Mit Übernahme der Burg Gnandstein durch Hanns von Einsiedel zu Anfang des 20. Jahrhunderts begann die touristische und museale Nutzung der Anlage. In diesem Zusammenhang erhielt der Bergfried einen neuen Zugang und eine hölzerne Wendeltreppe. Die Plattform inklusive des teilweise zerstörten Zinnenkranzes konnte in diesem Zusammenhang repariert werden.

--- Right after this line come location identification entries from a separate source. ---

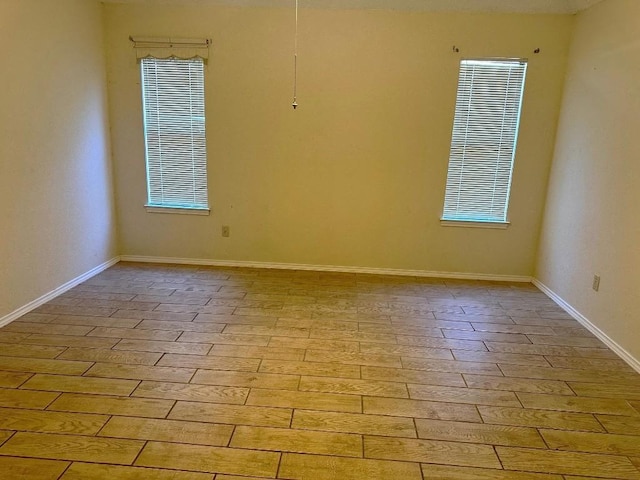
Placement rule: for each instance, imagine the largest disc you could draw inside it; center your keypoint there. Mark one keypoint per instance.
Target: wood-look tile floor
(193, 373)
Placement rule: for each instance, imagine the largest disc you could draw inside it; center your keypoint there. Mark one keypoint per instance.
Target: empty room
(320, 239)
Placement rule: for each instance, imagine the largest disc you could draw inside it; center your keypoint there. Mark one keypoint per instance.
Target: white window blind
(483, 142)
(174, 131)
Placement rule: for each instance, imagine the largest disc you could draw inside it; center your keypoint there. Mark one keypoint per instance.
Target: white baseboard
(56, 292)
(326, 268)
(585, 322)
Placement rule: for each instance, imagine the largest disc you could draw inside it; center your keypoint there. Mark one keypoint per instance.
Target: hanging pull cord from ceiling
(295, 64)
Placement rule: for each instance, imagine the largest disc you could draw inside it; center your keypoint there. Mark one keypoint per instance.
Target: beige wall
(56, 214)
(355, 176)
(592, 221)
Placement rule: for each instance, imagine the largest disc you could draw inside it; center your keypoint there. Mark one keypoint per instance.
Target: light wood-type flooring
(196, 373)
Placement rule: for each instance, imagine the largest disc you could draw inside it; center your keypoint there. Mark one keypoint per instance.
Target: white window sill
(472, 224)
(178, 210)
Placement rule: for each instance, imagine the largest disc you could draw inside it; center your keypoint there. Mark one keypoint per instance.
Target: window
(483, 142)
(174, 132)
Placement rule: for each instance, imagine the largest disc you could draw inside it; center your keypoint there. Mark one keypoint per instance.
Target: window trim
(510, 124)
(196, 175)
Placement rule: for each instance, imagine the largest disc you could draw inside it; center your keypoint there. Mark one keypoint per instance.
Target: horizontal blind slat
(175, 141)
(483, 140)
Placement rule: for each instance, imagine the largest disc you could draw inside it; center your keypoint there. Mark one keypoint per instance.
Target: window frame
(459, 213)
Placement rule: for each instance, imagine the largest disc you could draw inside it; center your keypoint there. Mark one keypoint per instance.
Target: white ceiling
(492, 6)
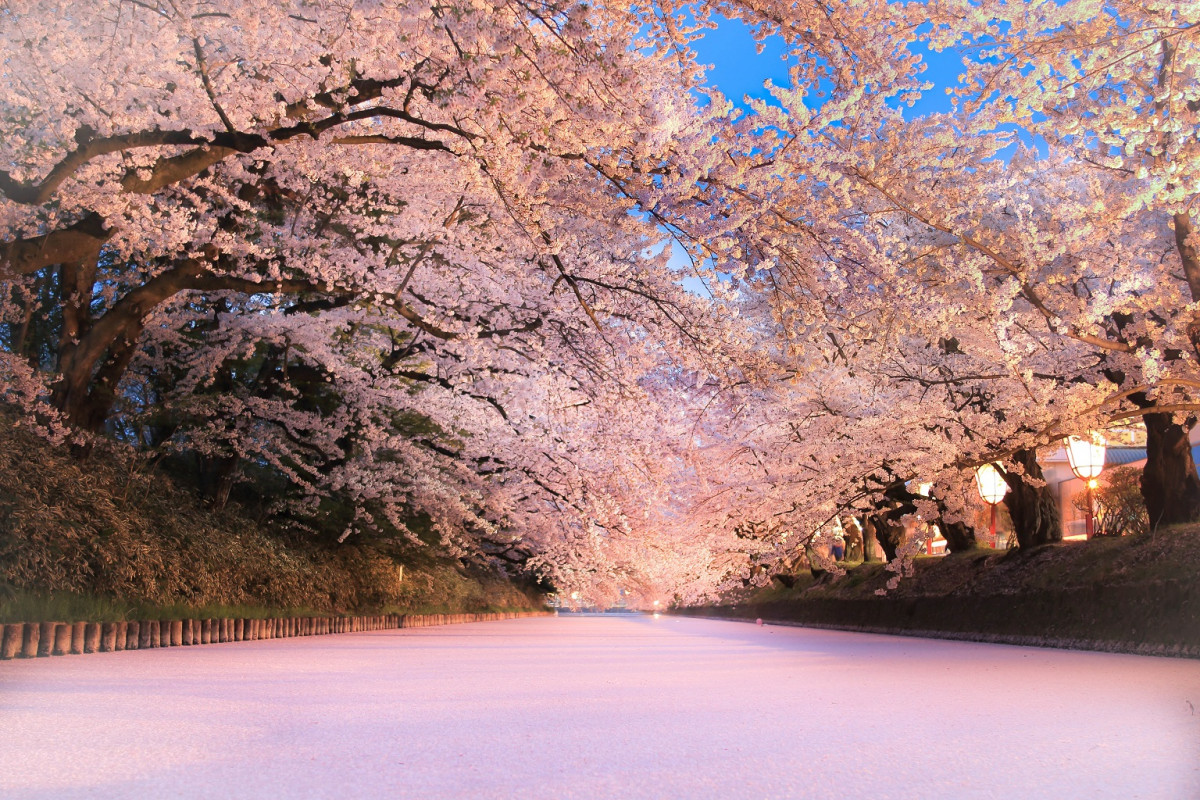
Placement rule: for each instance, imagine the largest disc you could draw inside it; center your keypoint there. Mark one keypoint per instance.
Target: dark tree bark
(219, 474)
(887, 533)
(1169, 482)
(855, 543)
(959, 536)
(1032, 509)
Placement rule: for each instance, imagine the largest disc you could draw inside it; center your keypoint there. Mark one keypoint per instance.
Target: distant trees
(415, 258)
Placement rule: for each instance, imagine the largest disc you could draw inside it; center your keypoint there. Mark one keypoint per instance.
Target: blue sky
(737, 70)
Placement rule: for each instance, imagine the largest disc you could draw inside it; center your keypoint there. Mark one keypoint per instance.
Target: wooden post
(61, 639)
(29, 639)
(91, 637)
(10, 643)
(46, 638)
(107, 637)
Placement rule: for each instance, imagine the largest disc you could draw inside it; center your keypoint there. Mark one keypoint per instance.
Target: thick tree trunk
(889, 535)
(959, 536)
(217, 476)
(855, 545)
(1169, 482)
(1032, 509)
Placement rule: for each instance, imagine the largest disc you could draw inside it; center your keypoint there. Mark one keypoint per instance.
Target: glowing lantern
(1086, 457)
(993, 488)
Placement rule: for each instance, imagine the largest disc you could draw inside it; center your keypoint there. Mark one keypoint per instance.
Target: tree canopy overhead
(413, 262)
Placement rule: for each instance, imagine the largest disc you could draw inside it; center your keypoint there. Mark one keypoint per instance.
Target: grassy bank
(1132, 594)
(109, 539)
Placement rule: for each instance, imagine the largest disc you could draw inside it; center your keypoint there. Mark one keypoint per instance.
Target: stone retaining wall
(1153, 618)
(36, 639)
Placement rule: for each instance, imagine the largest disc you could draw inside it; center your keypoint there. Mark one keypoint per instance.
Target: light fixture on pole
(993, 487)
(1086, 457)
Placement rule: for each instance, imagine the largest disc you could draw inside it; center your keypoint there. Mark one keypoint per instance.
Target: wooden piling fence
(42, 639)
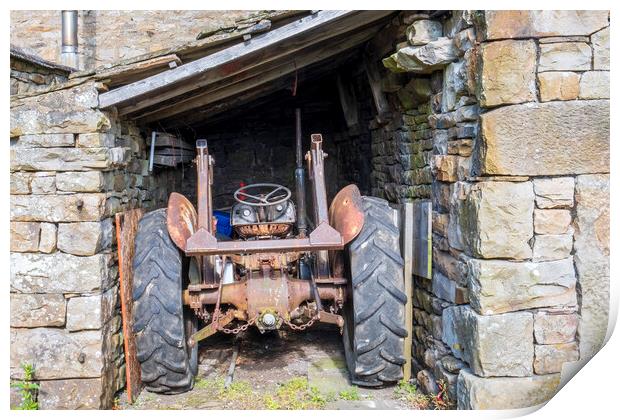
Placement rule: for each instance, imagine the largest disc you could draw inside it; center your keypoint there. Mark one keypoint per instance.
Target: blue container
(223, 223)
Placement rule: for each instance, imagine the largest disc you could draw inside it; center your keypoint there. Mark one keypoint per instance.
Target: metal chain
(237, 330)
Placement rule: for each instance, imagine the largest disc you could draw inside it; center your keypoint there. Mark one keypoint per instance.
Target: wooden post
(126, 229)
(407, 250)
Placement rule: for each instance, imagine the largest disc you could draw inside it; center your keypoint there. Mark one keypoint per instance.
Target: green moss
(350, 394)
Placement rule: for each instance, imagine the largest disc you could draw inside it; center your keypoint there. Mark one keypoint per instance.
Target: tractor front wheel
(374, 329)
(160, 323)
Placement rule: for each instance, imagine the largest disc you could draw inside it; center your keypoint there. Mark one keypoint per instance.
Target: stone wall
(72, 168)
(28, 77)
(520, 191)
(107, 36)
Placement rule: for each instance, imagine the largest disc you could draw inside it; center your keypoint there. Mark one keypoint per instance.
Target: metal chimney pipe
(68, 52)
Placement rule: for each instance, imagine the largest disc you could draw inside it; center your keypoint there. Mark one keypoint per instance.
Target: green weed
(28, 389)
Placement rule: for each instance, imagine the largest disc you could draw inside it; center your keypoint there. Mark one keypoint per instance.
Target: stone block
(452, 364)
(554, 192)
(550, 328)
(449, 266)
(458, 194)
(496, 219)
(71, 394)
(494, 345)
(501, 24)
(579, 128)
(25, 236)
(20, 182)
(58, 208)
(95, 140)
(424, 59)
(592, 259)
(549, 358)
(497, 286)
(84, 313)
(454, 85)
(46, 140)
(43, 184)
(61, 111)
(59, 273)
(56, 353)
(600, 45)
(92, 181)
(85, 238)
(565, 56)
(47, 243)
(476, 393)
(465, 39)
(448, 290)
(59, 159)
(594, 85)
(37, 310)
(558, 86)
(423, 31)
(552, 247)
(551, 221)
(508, 73)
(427, 382)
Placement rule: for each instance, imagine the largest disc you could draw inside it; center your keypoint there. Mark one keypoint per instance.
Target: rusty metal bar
(235, 294)
(321, 214)
(203, 193)
(211, 329)
(407, 250)
(205, 205)
(300, 182)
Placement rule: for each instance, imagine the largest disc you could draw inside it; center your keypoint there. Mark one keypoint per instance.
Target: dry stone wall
(27, 77)
(72, 168)
(520, 185)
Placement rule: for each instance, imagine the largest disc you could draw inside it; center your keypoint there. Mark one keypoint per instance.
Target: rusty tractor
(280, 269)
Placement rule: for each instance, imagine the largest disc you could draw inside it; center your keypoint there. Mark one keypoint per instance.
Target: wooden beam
(168, 140)
(220, 58)
(256, 96)
(118, 75)
(264, 74)
(407, 226)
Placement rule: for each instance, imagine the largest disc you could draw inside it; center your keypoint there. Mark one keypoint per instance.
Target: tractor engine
(263, 211)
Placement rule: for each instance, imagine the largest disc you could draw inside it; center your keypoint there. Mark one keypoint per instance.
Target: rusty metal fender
(346, 214)
(181, 219)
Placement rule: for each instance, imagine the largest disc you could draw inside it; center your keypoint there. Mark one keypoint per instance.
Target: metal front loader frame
(323, 238)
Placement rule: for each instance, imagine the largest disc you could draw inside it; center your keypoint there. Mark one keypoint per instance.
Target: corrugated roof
(246, 68)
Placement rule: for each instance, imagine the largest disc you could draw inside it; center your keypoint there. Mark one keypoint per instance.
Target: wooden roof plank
(218, 59)
(262, 58)
(131, 72)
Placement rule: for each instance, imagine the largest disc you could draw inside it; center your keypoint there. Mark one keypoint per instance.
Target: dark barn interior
(255, 142)
(248, 115)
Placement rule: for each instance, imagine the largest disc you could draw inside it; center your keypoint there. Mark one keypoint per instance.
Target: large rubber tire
(374, 329)
(160, 324)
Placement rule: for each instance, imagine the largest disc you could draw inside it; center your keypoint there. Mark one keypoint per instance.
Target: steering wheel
(262, 195)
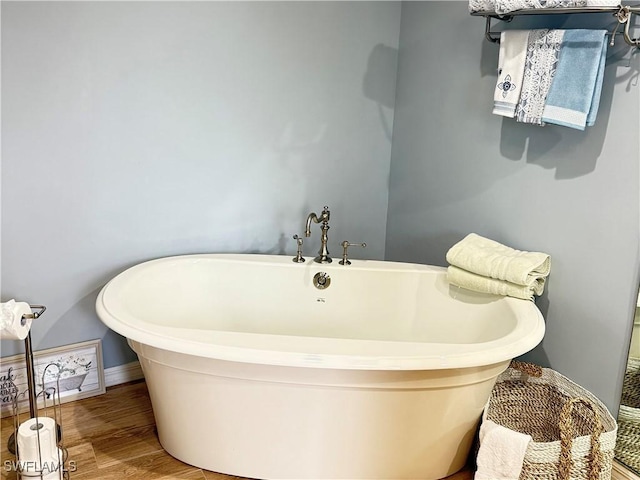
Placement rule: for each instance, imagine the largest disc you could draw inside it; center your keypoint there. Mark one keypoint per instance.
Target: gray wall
(456, 168)
(137, 130)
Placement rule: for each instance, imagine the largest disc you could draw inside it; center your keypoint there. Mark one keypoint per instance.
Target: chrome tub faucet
(323, 219)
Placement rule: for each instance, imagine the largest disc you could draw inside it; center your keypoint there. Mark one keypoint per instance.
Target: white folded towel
(478, 283)
(511, 60)
(501, 452)
(488, 258)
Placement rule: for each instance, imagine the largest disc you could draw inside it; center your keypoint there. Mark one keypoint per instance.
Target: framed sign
(72, 372)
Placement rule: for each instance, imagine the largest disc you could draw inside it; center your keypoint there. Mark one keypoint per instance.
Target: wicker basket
(573, 433)
(628, 445)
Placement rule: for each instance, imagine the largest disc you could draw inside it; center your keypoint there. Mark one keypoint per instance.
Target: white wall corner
(122, 374)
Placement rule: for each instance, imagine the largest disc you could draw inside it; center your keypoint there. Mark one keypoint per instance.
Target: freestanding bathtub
(254, 371)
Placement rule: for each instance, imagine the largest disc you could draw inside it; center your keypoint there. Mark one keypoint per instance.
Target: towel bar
(622, 14)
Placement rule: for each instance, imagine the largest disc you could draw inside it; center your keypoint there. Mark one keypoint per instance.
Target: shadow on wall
(378, 85)
(550, 145)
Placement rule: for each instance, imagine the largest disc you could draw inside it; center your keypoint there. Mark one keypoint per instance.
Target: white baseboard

Nach Ende des 2. Weltkrieges und dem Übergang der Burganlage in Volkseigentum waren die Träger ständig bemüht, trotz knapper Mittel, notwendige Reparaturen an den Gebäuden der Burg durchzuführen. Anfang der 50er Jahre kam es zu starken Sturmschäden an verschiedenen Dächern der Burggebäude, die anschließend wieder erneuert werden konnten. In den Jahren 1964 / 1965 wurde das seit 1932 als Gaststätte genutzte Gebäude auf der Westseite des Felssporns komplett umgebaut.

 

Seit 1990

Historische Küche im PalasBildansicht vergrößern

Mit der politischen Wende 1990 ergaben sich auch für Burg Gnandstein große Veränderungen. Bereits im Herbst des Jahres begannen umfangreiche archäologische Grabungen im Bereich des Bergfriedes bzw. des Zwingers. Im Anschluss wurde die Zwingeranlage rekonstruiert. Zeitgleich begannen die Planungen für die Reparatur / Rekonstruktion der verschiedenen Gebäude der Burg. Im Laufe der Jahre konnten Südflügel, Bergfried, Palas, Kemenate, Anbau und Kapellenflügel zunächst statisch konstruktiv überarbeitet werden. Auch der Bergfried wurde in diesem Rahmen überarbeitet und konnte 1998 wieder für den Besucherverkehr geöffnet werden. Danach begann der Innenausbau der Gebäude, der mittlerweile fast abgeschlossen ist.